The Union budget this year discussed India’s POSHAN (Prime Minister’s Overarching Scheme for Holistic Nourishment) scheme with increased allocations to POSHAN 2.0.

However, the POSHAN Abhiyaan launched in 2017 to improve nutrition among children, pregnant women and lactating mothers, has languished due to poor funding resulting from clever clubbing with other schemes within the health-budget and even worse implementation.

Only 0.57 per cent of the current budget has been allocated towards funding the actual POSHAN scheme and the amount for child nutrition dropped by a whopping 18.5 per cent compared to 2020-21, Oxfam India said in a statement.
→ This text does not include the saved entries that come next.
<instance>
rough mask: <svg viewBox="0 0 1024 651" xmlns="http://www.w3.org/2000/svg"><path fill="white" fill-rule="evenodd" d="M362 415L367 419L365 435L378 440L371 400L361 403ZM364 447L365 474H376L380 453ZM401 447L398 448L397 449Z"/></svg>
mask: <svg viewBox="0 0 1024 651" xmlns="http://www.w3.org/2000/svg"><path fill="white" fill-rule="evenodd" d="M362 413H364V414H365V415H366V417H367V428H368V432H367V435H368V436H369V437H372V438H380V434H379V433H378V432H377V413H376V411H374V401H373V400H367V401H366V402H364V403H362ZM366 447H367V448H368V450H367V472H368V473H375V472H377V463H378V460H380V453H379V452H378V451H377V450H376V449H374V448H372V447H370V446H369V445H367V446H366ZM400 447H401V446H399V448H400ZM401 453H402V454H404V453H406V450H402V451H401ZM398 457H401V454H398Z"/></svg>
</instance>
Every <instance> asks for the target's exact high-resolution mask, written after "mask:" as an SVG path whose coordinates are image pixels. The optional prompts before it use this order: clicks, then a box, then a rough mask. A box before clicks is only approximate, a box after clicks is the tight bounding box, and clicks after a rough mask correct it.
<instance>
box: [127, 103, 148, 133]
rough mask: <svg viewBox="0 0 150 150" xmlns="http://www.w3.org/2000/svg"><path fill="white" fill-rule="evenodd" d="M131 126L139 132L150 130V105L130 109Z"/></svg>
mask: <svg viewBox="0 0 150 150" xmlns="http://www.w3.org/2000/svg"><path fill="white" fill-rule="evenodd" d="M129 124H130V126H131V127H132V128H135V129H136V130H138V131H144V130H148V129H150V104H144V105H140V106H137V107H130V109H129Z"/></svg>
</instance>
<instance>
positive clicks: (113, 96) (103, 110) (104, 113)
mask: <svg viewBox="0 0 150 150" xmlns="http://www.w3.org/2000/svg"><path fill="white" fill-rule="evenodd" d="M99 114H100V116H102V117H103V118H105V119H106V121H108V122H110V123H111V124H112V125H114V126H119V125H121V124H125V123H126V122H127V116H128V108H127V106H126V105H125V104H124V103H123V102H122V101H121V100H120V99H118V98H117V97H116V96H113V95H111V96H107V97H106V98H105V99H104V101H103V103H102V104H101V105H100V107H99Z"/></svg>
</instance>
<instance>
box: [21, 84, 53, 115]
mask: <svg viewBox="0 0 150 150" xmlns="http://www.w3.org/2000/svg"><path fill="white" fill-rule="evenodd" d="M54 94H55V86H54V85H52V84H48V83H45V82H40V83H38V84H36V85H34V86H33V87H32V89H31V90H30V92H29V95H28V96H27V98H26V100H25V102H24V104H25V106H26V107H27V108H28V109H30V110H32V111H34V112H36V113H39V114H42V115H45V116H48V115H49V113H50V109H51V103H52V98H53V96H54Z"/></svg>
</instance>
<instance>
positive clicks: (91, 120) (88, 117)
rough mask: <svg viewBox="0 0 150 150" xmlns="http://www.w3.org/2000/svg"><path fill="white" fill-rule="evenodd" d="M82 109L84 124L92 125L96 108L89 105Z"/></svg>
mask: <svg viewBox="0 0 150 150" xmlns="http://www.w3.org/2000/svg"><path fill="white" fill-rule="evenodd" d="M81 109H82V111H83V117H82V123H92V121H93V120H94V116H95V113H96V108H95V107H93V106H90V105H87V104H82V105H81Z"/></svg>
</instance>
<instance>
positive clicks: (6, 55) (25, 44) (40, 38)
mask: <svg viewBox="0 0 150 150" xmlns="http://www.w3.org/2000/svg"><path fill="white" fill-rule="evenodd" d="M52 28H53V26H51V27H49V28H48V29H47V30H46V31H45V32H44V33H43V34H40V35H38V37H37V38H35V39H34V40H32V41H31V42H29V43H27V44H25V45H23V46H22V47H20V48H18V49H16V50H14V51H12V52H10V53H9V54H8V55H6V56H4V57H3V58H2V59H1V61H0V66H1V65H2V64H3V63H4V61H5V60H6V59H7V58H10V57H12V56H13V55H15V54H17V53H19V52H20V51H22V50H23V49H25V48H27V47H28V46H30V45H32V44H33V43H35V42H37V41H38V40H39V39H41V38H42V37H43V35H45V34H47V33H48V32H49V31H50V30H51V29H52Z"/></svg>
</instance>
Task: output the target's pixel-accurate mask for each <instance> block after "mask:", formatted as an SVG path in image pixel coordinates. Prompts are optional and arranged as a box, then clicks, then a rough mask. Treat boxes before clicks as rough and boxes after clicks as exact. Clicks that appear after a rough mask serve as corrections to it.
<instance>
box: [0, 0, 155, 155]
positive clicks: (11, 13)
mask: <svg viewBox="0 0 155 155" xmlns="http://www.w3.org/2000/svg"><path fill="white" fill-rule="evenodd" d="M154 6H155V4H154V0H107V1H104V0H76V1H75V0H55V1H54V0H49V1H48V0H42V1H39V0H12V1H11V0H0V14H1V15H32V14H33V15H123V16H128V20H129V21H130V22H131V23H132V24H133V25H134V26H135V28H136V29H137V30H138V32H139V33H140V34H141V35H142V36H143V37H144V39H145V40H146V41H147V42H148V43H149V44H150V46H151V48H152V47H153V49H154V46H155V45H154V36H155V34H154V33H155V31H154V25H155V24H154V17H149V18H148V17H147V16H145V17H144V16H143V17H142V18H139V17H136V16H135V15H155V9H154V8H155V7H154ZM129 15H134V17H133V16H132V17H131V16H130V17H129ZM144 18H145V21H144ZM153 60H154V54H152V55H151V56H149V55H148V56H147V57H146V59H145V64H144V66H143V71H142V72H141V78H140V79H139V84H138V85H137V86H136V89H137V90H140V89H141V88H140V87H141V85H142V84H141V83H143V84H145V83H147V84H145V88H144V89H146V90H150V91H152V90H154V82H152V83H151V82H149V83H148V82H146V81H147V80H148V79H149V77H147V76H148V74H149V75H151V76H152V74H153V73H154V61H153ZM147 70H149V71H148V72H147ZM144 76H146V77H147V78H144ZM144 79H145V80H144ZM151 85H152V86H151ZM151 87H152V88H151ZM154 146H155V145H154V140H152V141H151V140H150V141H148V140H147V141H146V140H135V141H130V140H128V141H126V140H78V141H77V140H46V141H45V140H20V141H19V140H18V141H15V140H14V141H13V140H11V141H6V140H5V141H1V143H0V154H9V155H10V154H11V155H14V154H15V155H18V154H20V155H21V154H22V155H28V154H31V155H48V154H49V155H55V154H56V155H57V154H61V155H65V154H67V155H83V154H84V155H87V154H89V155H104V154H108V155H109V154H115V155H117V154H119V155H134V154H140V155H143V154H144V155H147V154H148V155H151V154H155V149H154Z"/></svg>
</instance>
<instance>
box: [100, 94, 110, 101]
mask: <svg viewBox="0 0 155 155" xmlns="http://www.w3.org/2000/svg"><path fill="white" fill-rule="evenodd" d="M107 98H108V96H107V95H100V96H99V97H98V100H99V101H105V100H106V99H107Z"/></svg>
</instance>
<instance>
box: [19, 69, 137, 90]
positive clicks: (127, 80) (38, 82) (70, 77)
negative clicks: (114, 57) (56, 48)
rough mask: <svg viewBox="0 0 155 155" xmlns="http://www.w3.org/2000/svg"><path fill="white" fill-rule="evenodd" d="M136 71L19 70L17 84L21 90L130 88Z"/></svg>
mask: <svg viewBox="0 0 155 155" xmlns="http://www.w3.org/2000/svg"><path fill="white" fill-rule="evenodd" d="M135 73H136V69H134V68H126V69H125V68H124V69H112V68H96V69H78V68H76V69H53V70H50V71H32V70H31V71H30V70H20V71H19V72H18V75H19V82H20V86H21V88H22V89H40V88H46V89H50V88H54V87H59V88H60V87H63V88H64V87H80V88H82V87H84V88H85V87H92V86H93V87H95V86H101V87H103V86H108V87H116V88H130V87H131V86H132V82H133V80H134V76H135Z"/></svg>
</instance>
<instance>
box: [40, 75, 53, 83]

“There are massive negative consequences to not arresting high levels of malnutrition. In India, both our adult population and children are at risk. For instance, the BMI of a quarter of our (teenage and middle aged) women is below the standard global norm, more than half of our women suffer from anaemia.

A quarter of our (teenage and middle-aged) men also show signs of iron and calcium deficiencies as per the latest round of NHFS data, said Varna Sri Raman, Lead, Research and Knowledge Building at Oxfam India.

The GHI report, prepared jointly by Irish aid agency Concern Worldwide and German organisation Welt Hunger Hilfe, termed the level of hunger in India “alarming”.